Rhode Island Tribe Sets up Encampment on Brown University Land

The Pokanoket Nation says the land was illegally taken from them hundreds of years ago

Dozens of people, including members of a Native American tribe and their supporters, have set up an encampment on Brown University land, saying the land was illegally taken from them hundreds of years ago.

The Pokanoket Nation says the long-term encampment, started Sunday, is aimed at reclaiming its ancestral home in Bristol, which contains spiritually important sites. The Ivy League university says the land was donated decades ago and it has owned the legal title for more than 60 years.

Winds of Thunder, the tribe's sagamore, or chief of chiefs, called the land its "spiritual high grounds" and said it wants the land back because it was its principal village.

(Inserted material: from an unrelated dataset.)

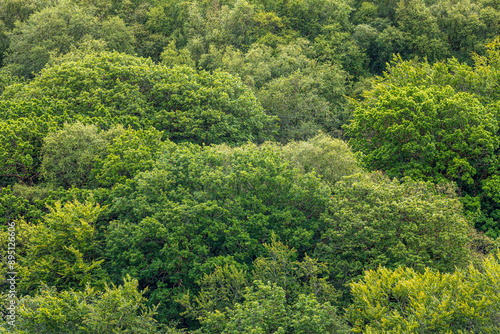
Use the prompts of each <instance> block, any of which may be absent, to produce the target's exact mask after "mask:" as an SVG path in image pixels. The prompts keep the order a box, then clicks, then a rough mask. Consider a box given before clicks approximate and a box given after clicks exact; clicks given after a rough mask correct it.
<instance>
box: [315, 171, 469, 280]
mask: <svg viewBox="0 0 500 334" xmlns="http://www.w3.org/2000/svg"><path fill="white" fill-rule="evenodd" d="M322 217H323V226H325V229H326V231H325V232H323V233H322V235H321V238H320V240H321V241H320V242H318V245H317V247H316V252H315V253H314V254H313V256H314V257H316V258H317V259H318V260H320V261H323V262H325V263H328V264H329V266H330V267H329V270H330V273H331V277H332V279H333V282H334V283H335V284H336V285H335V286H336V287H341V286H342V285H343V284H344V283H346V282H349V281H351V280H352V279H355V278H356V277H359V276H360V275H362V273H363V271H364V270H368V269H376V268H378V267H379V266H385V267H387V268H391V269H392V268H397V267H398V266H405V267H409V268H413V269H415V270H417V271H424V270H425V268H427V267H428V268H435V269H439V270H442V271H445V272H450V271H453V270H454V269H455V268H456V267H458V268H463V267H464V266H466V265H467V264H468V263H469V261H471V259H472V257H471V256H472V250H471V248H470V240H469V236H470V234H471V229H472V226H471V224H470V223H469V222H468V221H467V220H466V219H465V218H464V216H463V214H462V205H461V203H460V201H459V200H458V199H457V198H456V195H455V194H454V190H453V188H451V189H450V187H449V186H448V187H444V186H443V187H435V186H434V185H432V184H431V183H425V182H416V181H412V180H411V179H405V180H404V182H402V183H400V181H398V180H390V179H389V178H388V177H387V176H385V175H383V174H382V173H380V172H376V173H372V174H354V175H351V176H347V177H344V179H342V180H341V181H339V182H337V183H336V184H335V186H334V187H333V197H332V198H331V201H330V205H329V207H328V211H327V213H325V214H324V215H323V216H322Z"/></svg>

The tribe is not federally recognized, but its members say they are descended from the tribe that helped the pilgrims and its leader, Massasoit, as well as from his son, King Philip, who was killed on the land during King Philip's War, the bloody conflict between tribes and European settlers.

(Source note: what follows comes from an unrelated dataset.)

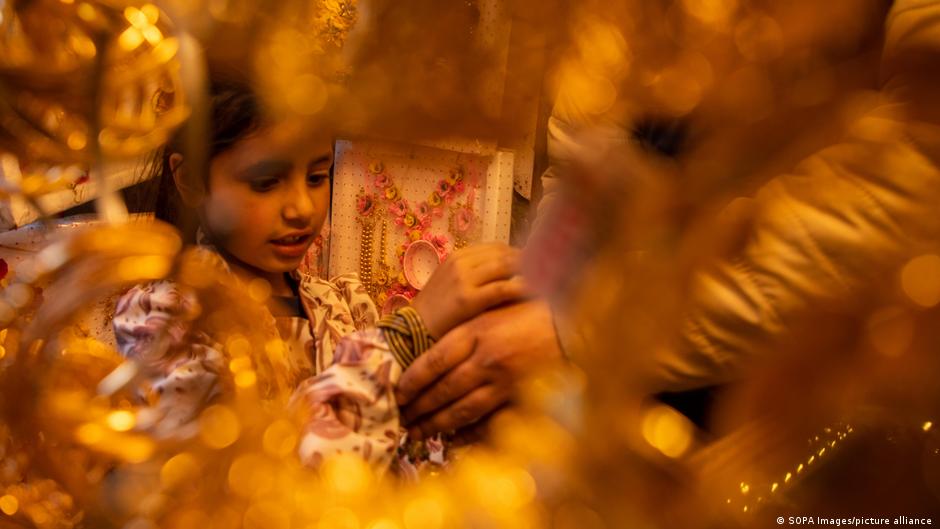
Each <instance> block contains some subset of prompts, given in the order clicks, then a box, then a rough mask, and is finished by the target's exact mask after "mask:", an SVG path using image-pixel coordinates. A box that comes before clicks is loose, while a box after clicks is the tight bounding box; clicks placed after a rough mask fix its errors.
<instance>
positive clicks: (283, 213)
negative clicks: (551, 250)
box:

Tribe members said they are engaged in a peaceful protest on land that has been desecrated.

"Brown doesn't have a valid deed to this land," member Pete Straight Arrow said.

Tribe members and supporters have set up checkpoints at the access road to the 375-acre (152-hectare) parcel, which is located about half an hour's drive from the Brown campus in Providence. Brown houses an extensive archaeology collection and environmental lab there.

More than a dozen tents could be seen there on Monday, and the group had brought in firewood, food and water and set up toilet facilities. One child rode a bike through camp, while people in their 80s sat in shade under a tree and others built benches.

Brown issued a statement Sunday saying it upholds the right of people to assemble peaceably "provided that their actions do not infringe upon the rights of others."

The university said the land had been donated in parcels over a period of years beginning in the 1950s and the ownership was legally transferred to it.

"The university has been a positive steward of the land," it said.

The sagamore said the tribe had reached out to Brown over the years about the significance of the land and its ownership claim but the university had recently become unresponsive.

He said Bristol police were allowed through the checkpoint and a Brown University caretaker who lives on the land was being allowed to come and go but Brown University campus police who visited on Sunday were denied entry.

Brown spokeswoman Cass Cliatt did not immediately respond to a question about whether the campus police had been blocked but confirmed the tenants were able to come and go.

Bristol police did not immediately return a message seeking comment.